Tras el fracaso de las negociaciones entre Anthropic y el Pentágono el viernes, el presidente Donald Trump ordenó a las agencias federales que dejaran de usar la tecnología de Anthropic tras un período de transición de seis meses, y el secretario de Defensa, Pete Hegseth, declaró que designaba a la empresa de inteligencia artificial como un riesgo para la cadena de suministro.

Posteriormente, OpenAI anunció rápidamente que había llegado a un acuerdo propio para el despliegue de modelos en entornos clasificados. Con Anthropic afirmando que estaba poniendo límites al uso de su tecnología en armas totalmente autónomas o vigilancia doméstica masiva, y Altman afirmando que OpenAI tenía los mismos límites, surgieron algunas preguntas obvias: ¿OpenAI estaba siendo honesto sobre sus medidas de seguridad?. ¿Por qué pudo llegar a un acuerdo mientras que Anthropic no?.

Así pues, mientras los ejecutivos de OpenAI defendían el acuerdo en redes sociales, la compañía también publicó una entrada de blog describiendo su enfoque.

De hecho, la publicación señaló tres áreas en las que, según afirmaba, los modelos de OpenAI no pueden utilizarse: vigilancia doméstica masiva, sistemas de armas autónomas y decisiones automatizadas de alto riesgo (por ejemplo, sistemas como el ‘crédito social’).

La compañía afirmó que, a diferencia de otras empresas de IA que han reducido o eliminado sus barreras de seguridad y se han basado principalmente en políticas de uso como principales salvaguardas en los despliegues de seguridad nacional, el acuerdo de OpenAI protege sus límites mediante un enfoque más amplio y multicapa.

«Mantenemos plena discreción sobre nuestra pila de seguridad, implementamos a través de la nube, el personal autorizado de OpenAI está al tanto y contamos con sólidas protecciones contractuales», decía el blog. «Todo esto se suma a las sólidas protecciones existentes en la legislación estadounidense».

La compañía añadió: «Desconocemos por qué Anthropic no pudo llegar a este acuerdo, y esperamos que ellos y otros laboratorios lo consideren».

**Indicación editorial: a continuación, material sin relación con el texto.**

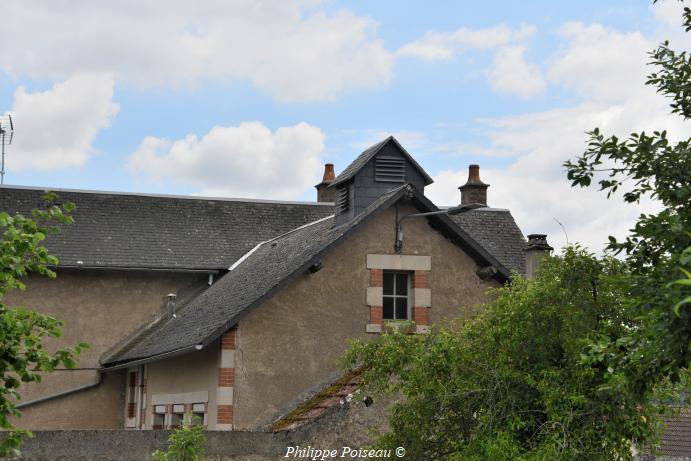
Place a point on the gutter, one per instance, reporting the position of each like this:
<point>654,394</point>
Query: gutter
<point>62,393</point>
<point>182,350</point>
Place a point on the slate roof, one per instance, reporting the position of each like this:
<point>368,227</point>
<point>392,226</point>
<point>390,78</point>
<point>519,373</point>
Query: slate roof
<point>367,155</point>
<point>267,268</point>
<point>496,230</point>
<point>162,232</point>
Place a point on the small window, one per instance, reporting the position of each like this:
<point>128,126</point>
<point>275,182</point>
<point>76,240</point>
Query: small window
<point>343,198</point>
<point>198,415</point>
<point>177,416</point>
<point>396,295</point>
<point>389,169</point>
<point>159,417</point>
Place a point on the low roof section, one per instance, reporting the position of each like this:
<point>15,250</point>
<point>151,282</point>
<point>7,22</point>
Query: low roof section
<point>124,230</point>
<point>497,231</point>
<point>266,269</point>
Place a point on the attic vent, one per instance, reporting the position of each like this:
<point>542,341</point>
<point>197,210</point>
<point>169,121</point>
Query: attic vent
<point>342,199</point>
<point>389,169</point>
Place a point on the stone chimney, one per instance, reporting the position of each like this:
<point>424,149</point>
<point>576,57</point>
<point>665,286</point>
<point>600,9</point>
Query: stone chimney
<point>474,190</point>
<point>324,192</point>
<point>536,249</point>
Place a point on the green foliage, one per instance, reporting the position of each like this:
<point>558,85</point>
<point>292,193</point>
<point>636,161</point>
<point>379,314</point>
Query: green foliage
<point>521,380</point>
<point>184,444</point>
<point>657,249</point>
<point>22,331</point>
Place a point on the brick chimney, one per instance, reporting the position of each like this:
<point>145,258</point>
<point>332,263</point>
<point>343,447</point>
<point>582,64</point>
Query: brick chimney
<point>536,249</point>
<point>474,190</point>
<point>324,192</point>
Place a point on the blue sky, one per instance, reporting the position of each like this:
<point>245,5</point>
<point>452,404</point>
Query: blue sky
<point>249,99</point>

Tras la publicación de la publicación, Mike Masnick, de Techdirt, afirmó que el acuerdo «permite la vigilancia nacional», ya que establece que la recopilación de datos privados cumplirá con la Orden Ejecutiva 12333 (junto con otras leyes). Masnick describió dicha orden como «la forma en que la NSA oculta su vigilancia nacional al capturar comunicaciones mediante la intervención de líneas *fuera de EE.UU.*, incluso si contiene información de/sobre ciudadanos estadounidenses».

En una publicación de LinkedIn, la directora de asociaciones de seguridad nacional de OpenAI, Katrina Mulligan, argumentó que gran parte del debate sobre el texto del contrato asume que «lo único que se interpone entre los estadounidenses y el uso de la IA para la vigilancia nacional masiva y las armas autónomas es una cláusula de política de uso único en un único contrato con el Departamento de Guerra».

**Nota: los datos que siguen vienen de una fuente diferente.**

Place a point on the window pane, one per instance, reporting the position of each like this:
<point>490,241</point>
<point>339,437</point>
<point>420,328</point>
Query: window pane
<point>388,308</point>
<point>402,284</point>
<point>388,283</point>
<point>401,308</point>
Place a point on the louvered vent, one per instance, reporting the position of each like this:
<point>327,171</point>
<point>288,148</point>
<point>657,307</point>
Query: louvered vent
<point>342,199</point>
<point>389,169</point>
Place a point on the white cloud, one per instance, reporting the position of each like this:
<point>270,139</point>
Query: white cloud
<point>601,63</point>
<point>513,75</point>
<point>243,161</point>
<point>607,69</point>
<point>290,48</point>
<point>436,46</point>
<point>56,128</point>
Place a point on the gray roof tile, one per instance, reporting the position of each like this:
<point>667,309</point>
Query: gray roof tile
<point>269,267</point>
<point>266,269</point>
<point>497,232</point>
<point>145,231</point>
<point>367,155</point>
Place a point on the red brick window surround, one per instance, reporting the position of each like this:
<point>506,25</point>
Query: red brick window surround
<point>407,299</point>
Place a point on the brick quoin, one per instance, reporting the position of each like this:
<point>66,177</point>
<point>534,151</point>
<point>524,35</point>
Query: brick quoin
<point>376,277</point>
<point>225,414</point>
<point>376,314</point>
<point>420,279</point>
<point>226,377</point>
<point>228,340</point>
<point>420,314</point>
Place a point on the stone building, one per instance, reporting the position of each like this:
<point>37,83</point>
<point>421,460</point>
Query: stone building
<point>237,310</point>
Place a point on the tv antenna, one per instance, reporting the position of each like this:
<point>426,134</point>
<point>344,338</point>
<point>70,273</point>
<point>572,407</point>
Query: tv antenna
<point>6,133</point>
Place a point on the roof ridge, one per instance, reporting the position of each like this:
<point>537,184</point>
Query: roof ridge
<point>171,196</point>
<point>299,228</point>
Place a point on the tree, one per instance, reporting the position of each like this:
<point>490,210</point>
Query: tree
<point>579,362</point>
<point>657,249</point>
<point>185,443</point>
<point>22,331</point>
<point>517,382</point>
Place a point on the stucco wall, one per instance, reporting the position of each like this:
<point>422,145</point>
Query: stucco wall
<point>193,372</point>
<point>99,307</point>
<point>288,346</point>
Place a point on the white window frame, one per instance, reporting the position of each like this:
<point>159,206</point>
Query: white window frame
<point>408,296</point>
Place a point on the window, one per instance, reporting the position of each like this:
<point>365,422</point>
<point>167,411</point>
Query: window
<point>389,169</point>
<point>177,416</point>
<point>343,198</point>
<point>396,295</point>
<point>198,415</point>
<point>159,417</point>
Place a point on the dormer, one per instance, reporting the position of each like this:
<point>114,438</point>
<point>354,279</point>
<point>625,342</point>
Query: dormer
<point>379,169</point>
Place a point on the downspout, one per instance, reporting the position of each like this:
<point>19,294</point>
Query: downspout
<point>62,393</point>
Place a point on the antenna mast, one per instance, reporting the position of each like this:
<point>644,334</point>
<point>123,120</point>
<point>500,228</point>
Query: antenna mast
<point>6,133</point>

«Así no es como funciona nada de esto», declaró Mulligan, y añadió: «La arquitectura de implementación es más importante que el texto del contrato […] Al limitar nuestra implementación a la API en la nube, podemos garantizar que nuestros modelos no se puedan integrar directamente en sistemas de armas, sensores u otro hardware operativo».

Altman también respondió preguntas sobre el acuerdo en X, donde admitió que se había apresurado y que había provocado una reacción negativa significativa contra OpenAI (hasta el punto de que Claude de Anthropic superó a ChatGPT de OpenAI en la App Store de Apple el sábado). Entonces, ¿por qué hacerlo?.

«Realmente queríamos reducir la tensión y creíamos que el acuerdo ofrecido era bueno», dijo Altman. «Si tenemos razón y esto conduce a una reducción de la tensión entre el Departamento de Trabajo y la industria, pareceremos genios y una empresa que se esforzó mucho para ayudar a la industria. De lo contrario, seguiremos siendo considerados […] precipitados e imprudentes».